In that formula, K is an arbitrary constant. The logarithmic form is
forced by the three "common-sense" axioms. Shannon also developed the same
form when the event can be considered as a measurement, with a continuous
range of possibilities, rather than as a choice among N discrete possible
outcomes. In the continuous form, the sum is replaced by an integral,
and probability is replaced by "probability density."
What is "probability density?" Simply put, if you define for yourself
an outcome as being "the measurement will be between X and X+deltaX",
then the probability density at X will be the probability of that outcome
divided by deltaX, as deltaX is reduced ever closer toward zero.

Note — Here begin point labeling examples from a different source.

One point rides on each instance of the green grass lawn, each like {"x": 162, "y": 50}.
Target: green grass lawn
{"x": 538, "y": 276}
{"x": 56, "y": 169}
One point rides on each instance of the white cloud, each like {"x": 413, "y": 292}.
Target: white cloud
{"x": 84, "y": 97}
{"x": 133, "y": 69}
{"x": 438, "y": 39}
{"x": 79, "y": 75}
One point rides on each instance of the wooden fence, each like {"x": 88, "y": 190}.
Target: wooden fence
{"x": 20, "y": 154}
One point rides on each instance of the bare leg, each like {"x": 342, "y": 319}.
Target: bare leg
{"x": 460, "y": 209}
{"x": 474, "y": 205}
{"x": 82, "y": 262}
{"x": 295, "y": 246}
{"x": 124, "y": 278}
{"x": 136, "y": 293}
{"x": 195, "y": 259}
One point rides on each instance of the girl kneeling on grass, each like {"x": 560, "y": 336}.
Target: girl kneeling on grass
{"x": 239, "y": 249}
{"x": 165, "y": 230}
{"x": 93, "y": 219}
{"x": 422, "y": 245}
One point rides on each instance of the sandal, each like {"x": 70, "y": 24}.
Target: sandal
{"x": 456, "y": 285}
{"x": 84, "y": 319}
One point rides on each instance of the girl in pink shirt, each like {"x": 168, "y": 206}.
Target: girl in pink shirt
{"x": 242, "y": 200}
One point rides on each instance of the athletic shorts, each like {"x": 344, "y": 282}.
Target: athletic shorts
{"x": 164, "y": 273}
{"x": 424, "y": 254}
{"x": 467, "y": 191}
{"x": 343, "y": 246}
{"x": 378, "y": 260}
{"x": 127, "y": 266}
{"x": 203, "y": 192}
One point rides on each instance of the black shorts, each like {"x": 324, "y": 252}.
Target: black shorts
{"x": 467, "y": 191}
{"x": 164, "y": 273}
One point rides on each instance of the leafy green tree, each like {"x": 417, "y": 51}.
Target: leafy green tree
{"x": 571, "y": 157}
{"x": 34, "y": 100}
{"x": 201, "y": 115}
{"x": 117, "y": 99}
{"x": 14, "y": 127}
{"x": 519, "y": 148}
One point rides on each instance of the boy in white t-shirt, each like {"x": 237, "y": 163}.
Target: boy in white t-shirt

To return to Bill's original plaint about what "uncertainty" feels like:
Nothing mathematical really expresses what something "feels like." What
does "2" feel like, or "plus?" Both are abstractions from a whole mess of
ordinary perceptions of ordinary events and relationships. So it is with
uncertainty. Sometimes we "just know" what's going to happen (though we
may well be wrong when the time comes), and sometimes we "haven't a clue
how it will turn out." These feelings are abstracted into a mathematized
form as "probability" and "uncertainty." And on those symbolic
representations we can operate, with useful (or pointless) results.
As in any other technical area, terms may be used with precision in ways
that capture only a part of the range of everyday usage. Sometimes we
trip up when we use the everyday sense and are understood to be using the
technical sense, or vice-versa. But as with "Perception" in PCT, there
really isn't a satisfactory alternative to using the everyday terms with
which the technical concepts most closely relate.
I hope there isn't too much gibberish there. I had no intention of making
it so long when I started, or of taking so much time on this issue. But I
think it does matter, so I won't apologize.